A GROUP of organizations and individuals in the fight against corruption, have lent their support to Ace Journalist Anas Aremeyaw Anas and his team, and commended them for revealing the rot in the country’s Judiciary.
They are Citizens Movement against Corruption, a non-partisan Civil Society, private sector collaboration involving, Ghana-Centre for Democratic Development, Ghana Integrity Initiative, Ghana Anti-Corruption Coalition and individuals like Nana Osei Bonsu, Prof Kwame Karikari, and Mr Akoto Ampaw, a private legal practitioner.
Speaking to the media in Accra on behalf of the group, Mr Tony Dogbe of Citizens Movement against Corruption (CMaC), said Ana’s video had affirmed persistent rumours and widespread perception of corruption in Ghana’s Judiciary, adding that the brilliant example of investigative reporting had also exposed the pedestrian performance of many of the state agencies charged with the responsibility of attacking corruption and providing integrity in public life in Ghana.
He commended the Chief Justice for fully embracing the revelations by Anas as an opportunity to attack the problem of bribery and corruption in the nation’s Judiciary, and urged her to take steps to restore public confidence in the Judiciary.
“We strongly encourage her to remain resolute in the pursuit of the laudable goal of uprooting the canker of corruption in the end urged her to take steps to restore public confidence in the administration.”
Mr Dogbe said the courts were the last resort for the resolution of disputes and settlement of grievances in a democracy system. Where citizens cannot be assured of justice according to the law, the very foundation of our democratic system was at risk, for judges were expected to be above reproach.
“We recommend maximum transparency, including regular public information on the ongoing process through the media to foster public confidence in the process as well as its eventual outcomes.
According to him, this would assure the public that the Chief Justice and the judicial establishment were determined to uphold and promote the values of probity and accountability, even if the reputation of the Judiciary had been severely dented.
“We however remain deeply anxious about the possibility that this sordid episode in our national life could be swept under the carpet like so many other important national issues, he said.
“We have noted with consternation the attempts by some of the judges implicated in the scandal to block the publication and video screening of the results of the undercover investigation and we are concerned that left unchecked this fight-back could derail the entire process of judicial inquiry and potential reform of that institution.”
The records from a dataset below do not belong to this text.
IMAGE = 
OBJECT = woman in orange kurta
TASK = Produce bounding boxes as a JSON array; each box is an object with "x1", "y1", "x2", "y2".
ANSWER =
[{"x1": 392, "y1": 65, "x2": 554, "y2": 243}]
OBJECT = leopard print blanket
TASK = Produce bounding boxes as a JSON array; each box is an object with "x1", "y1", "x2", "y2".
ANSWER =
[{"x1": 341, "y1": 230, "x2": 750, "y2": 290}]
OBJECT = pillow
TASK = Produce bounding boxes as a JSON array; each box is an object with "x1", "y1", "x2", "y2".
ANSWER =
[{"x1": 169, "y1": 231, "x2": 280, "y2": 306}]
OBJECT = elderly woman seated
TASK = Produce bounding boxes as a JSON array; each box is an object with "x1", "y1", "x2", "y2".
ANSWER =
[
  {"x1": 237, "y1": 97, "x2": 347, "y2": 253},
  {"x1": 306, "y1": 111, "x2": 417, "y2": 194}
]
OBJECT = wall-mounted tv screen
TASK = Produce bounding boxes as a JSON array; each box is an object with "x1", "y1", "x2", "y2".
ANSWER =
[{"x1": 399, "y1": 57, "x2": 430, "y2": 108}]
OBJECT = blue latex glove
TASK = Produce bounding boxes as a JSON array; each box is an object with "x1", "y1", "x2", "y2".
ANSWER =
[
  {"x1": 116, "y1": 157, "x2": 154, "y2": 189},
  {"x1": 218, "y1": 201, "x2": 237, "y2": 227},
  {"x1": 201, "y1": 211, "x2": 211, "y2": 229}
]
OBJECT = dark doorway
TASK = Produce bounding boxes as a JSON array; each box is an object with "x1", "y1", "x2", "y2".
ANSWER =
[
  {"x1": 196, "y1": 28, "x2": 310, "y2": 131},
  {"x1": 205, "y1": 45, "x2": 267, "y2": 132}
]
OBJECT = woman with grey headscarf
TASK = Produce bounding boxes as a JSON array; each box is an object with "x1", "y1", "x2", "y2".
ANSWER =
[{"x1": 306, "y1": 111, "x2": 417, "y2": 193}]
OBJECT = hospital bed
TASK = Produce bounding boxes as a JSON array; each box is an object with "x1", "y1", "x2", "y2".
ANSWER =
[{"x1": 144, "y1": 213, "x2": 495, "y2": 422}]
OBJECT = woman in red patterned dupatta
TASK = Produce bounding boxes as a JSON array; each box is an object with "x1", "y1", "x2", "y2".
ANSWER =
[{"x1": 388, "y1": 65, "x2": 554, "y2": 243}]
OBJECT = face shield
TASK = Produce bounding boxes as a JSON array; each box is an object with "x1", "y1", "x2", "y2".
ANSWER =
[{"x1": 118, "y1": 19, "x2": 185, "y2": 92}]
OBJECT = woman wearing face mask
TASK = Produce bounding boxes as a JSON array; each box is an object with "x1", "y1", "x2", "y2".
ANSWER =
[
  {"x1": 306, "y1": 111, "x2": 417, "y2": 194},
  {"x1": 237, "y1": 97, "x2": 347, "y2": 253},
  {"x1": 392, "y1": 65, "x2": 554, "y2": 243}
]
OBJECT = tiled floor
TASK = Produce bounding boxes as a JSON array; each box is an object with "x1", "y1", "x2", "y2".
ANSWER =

He said they were firmly convinced that the problem of corruption and lack of integrity in a Ghana’s Judiciary and the resultant public mistrust in the institution went deeper than what was revealed in the Ana’s expose, ’ hence they would not be resolved by simply removing the judges found culpable from office and criminally prosecuting them.
Restoring confidence in the Judiciary as well as the viability of Ghana’s democratic system under the Fourth Republican Constitution would require radical and far-reaching reforms.
The group expressed disappointment at the silence of the political parties of a matter of this magnitude that threatened the very foundation of our democracy.
They called for massive and sustainable support from the citizenry, backed by an organized protest movement, as that was the only way to ensure the success of official efforts to rid the Judiciary of corruption.
By that citizens could also reject any half-baked measures and to demand full blown reforms to our deeply-flawed judicial system
They called for an independent Commission made up of judges, retired judges of the Commonwealth who are renowned for their resolute commitment to truth and justice, who should be tasked to enquire into the roots of the scandal and submit a report for the consideration of Parliament, the Executive and above, Ghanaians, for corrective institutional reforms to be undertaken.
They argued that the entire justice delivery system including private lawyers from the Attorney-General’s Department, as well as the Police Service must be called into question if we hoped to achieve lasting impact.
He said there was strength in numbers, adding that therefore if there was such massive movement in support of investigative journalism, it would encourage most journalists to do more of such investigations because they would have public backing.
Mr Akoto Ampaw said the judges had the right to go to court, but the public also had equal right to express their views on the issue.
Answering a question on the possible police prevention of such organised movement, Prof Karikari said we could not fight corruption if we had impediments to freedom of expression.
Mrs Mary Awelana Addah of the Ghana Integrity Initiative (GII), disclosed that GII would launch the I pay bribe plat form where citizens who were made to pay bribe could call to report
CMaC is seeking to strengthen private sector and civil society collaboration against corruption; create public awareness on the effects of corruption on national development and the need to fight against it in all its forms and at all levels; and influence Government to step up its responsiveness to corrupt issues in Ghana.